– Давай помогу.

Ну как он мне поможет, ведь и он вещи одной рукой над головой удерживал.

– Бери мои вещи, а сам за плечо хватайся.

Это Дима хорошо придумал, передав ему свой куль, я как ожил.

– Хватайся, чего ты?

– Не, плыви, я сам, мне легче уже… фр-рр… плыви.

Здесь появился и Саша. Вот кому следовало мои вещи отдать, силы у него побольше, чем у Димы, но сейчас и ему самому приходилось туго. С температурой не до подвигов. Кое-как доплыли, выползли на противоположный берег гораздо ниже, чем в воду заходили. Всё-таки снесло нас здорово.

Отдышавшись, я сказал:

– Благодарю, Дима. Утоп бы без тебя. Спасибо.

– Ничего. Даже хорошо, что вода такая холодная. Меня как-то всего взбодрило, не устал вообще.

– Да? – Саша тяжело поднимался с песка, покачиваясь словно пьяный. – А мне, парни, совсем худо. Грудь болит, вижу плохо.

Одевшись, я подошёл к Саше, положил ему руку на плечо.

– Что, так плохо? Идти сможешь?

– Смогу.

Поднявшись на высокий берег, мы очутились на околице деревни.

– Надо бы зайти к кому-нибудь.

– Зачем? – удивился Дима.

– Выдать могут, – сказал Саша.

– Могут. Люди разные, во время войны из них всякое говно лезет. Но мы на своей земле, должны нам свои помочь, не могут не помочь.

– Испугаются, они, как и мы, на оккупированной территории, – выразил сомнение Дима.

– Может и испугаются. Но нам лекарства нужны. Посмотри, Саша плох совсем, да и у меня нога опухла, иду еле-еле. С едой беда, мы же не белки, чтобы одними грибами питаться. Несёт всех. Рискнём?
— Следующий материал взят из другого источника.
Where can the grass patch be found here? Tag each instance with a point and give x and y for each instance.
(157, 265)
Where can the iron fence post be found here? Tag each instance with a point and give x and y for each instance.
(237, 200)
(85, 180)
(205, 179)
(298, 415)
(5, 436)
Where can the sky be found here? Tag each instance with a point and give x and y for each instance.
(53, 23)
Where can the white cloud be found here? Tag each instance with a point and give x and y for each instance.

Ничего другого нам не оставалось как рисковать, мои товарищи это тоже прекрасно понимали, поэтому мы пошли в деревню. Выбрали крайний, отдельно стоящий дом. Дом плохенький, мазанка, вокруг садик и на задах – огород. Собаки хозяева не держали, поэтому будить их предстояло нам самим. Мы зашли на крыльцо, и я тихонько постучал в дверь. Стучать пришлось довольно долго. Я старался не шуметь, поэтому не барабанил, а интеллигентно постукивал. Не хватило, деревенские жители спали крепко. Дима, устав ждать, подошёл к окошку и костяшками пальцев несколько раз легко ударил. Наконец в мазанке зажёгся свет, в окошко выглянул бородатый лик пожилого хозяина. Не знаю, что он там смог во тьме рассмотреть, но дверь пошёл открывать.

Застучали засовы, заскрипели петли и вот он, хозяин, – мужик лет пятидесяти-шестидесяти – стоит на пороге с непокрытой лохматой, седоватой головой, накинув на плечу овчинный полушубок.
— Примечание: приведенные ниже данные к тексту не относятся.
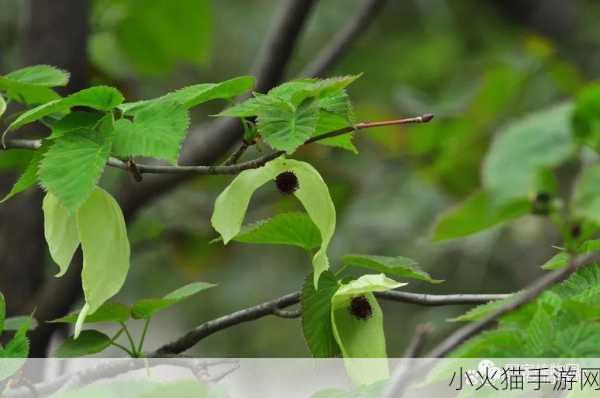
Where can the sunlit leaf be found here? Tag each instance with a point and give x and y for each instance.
(72, 166)
(586, 198)
(60, 231)
(108, 312)
(286, 127)
(89, 342)
(102, 98)
(195, 95)
(157, 130)
(523, 149)
(296, 229)
(232, 204)
(398, 266)
(29, 176)
(316, 315)
(146, 308)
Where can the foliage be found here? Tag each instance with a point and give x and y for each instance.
(340, 316)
– Здравствуйте, – я поздоровался. Саша и Дима промолчали – зря, и им бы стоило проявить вежливость, а то так и напугать со сна человека можно. Да с такими рожами, как у нас, и днём на нас смотреть страшно.

– Ну, здравствуйте.

– Вы нас извините, нельзя ли у вас попросить хлеба немного и воды.
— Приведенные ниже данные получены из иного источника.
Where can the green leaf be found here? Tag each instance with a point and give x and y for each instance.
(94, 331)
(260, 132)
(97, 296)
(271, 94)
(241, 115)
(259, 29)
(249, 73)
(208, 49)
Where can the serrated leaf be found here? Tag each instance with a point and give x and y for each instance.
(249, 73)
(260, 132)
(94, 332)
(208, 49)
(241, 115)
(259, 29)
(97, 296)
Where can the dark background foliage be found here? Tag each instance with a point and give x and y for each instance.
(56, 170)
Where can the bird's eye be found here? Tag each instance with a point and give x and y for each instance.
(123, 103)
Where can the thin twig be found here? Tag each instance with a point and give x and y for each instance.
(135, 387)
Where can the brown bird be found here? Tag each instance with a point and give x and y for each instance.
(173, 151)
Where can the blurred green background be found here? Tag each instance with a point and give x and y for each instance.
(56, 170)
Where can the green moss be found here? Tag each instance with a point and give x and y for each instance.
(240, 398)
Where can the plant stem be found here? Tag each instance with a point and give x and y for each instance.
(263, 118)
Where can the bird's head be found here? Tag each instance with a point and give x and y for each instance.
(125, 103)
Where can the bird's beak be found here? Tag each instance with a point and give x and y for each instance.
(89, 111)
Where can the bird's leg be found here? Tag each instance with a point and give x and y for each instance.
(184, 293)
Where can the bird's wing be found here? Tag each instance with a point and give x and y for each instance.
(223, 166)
– Русские? – спросил мужик.

– Да.

– А почему форма на вас ихняя? – Мужик заметил знаки отличия карбатальона.

– Так получилось. Выбора у нас не было, понимаешь?

– Ясно… Сбежали? Линия фронта-то от нас километров двести.

– Гриша, кто там? – раздался из глубины дома женский голос.

– Спи, мать, это ко мне! – крикнул в ответ дед Гриша. – Да, уж больно вид у вас потрёпанный, жалкий. Видно, что не бандеровцы.

– Нам бы ещё таблеток каких. Аспирин, антибиотики – есть?

– Да уж как ни быть, кое-что найдётся, – мужик продолжал в нас внимательно всматриваться, словно ждал чего-то. Ах да, понятно, чего он ждал.

– Вы не беспокойтесь, мы заплатим.

– Что у вас есть-то? – Гриша с сомнением покачал головой.

– Вот, – достав сто долларов, я показал зелёную бумажку прижимистому мужику.

– Хм. Подожди. – Мужик закрыл перед нашим носом дверь, вернулся в дом.

Через несколько секунд раздались голоса. Нам слышно было плохо, ясно, что хозяева спорили. Женщина даже два раз прикрикнула, потом громко всхлипнула и замолчала, а деревенский мужик Гриша что-то сердито ей напоследок сказал и затопал к нам. Вынес нам он круглый каравай чёрного хлеба, пять луковиц, пакет картошки, кусок копчёной грудинки, таблетки и два пузырька тёмного стекла.